Lack of simplicity may be part of the reason for a growing pushback against the new i-Park car parking machine system being installed in the CBD, particularly as the old "drop in coins until you've paid for enough time" method was simpler than the new method.
In my opinion, change was desperately needed to the car parking system. The old system offered a lack of consistent payment method across the CBD, plus the old meters are an eyesore and take up valuable space.
The new system improves this, but it does add additional steps - find a parking machine, enter your number plate, select how long you wish to park for and pay.
However, not all machines accept coins, and if you find yourself at a machine that only accepts debit/credit cards you will be pinged a 50 cent surcharge for the pleasure of using your plastic.

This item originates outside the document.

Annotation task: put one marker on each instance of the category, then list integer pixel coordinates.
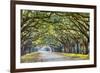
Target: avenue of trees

Sure, you can find another machine across and down the road which accepts coins without the surcharge, but for those with mobility issues, or those of us who forgot their umbrella on a wet day, this adds yet another step to the system.
Thankfully the solution is simple - ensure every parking machine installed takes payment in the form of both coins and debit/credit cards.
Ryan Gray
Rotorua
Brit view
Alf Hoyle (Letters, January 14) you sure seem to know nothing about the British people.
I am English and go back to the UK every two or three years to see the relations and no we do not sit around watching Coro or Eastenders.
We go and watch cricket in the summer and football in the winter. A few meals at Wetherspoons or the British Region. Maybe a trip to France, Spain or Ireland.
As for the comedians you go on about, most of the older comics got their start in the Working Men's Clubs, especially in the North and the North East.
If you were not good enough you would not just get booed off the stage but probably thrown off.
Places like Easington or Ashington, the Colliery Village in the North East would have been tough on a young comic coming up.
Billy T learned a lot from people like Tommy Cooper, Freddie Starr and Jim Davidson not to mention the older comics like Max Wall, Max Miller and Tony Hancock.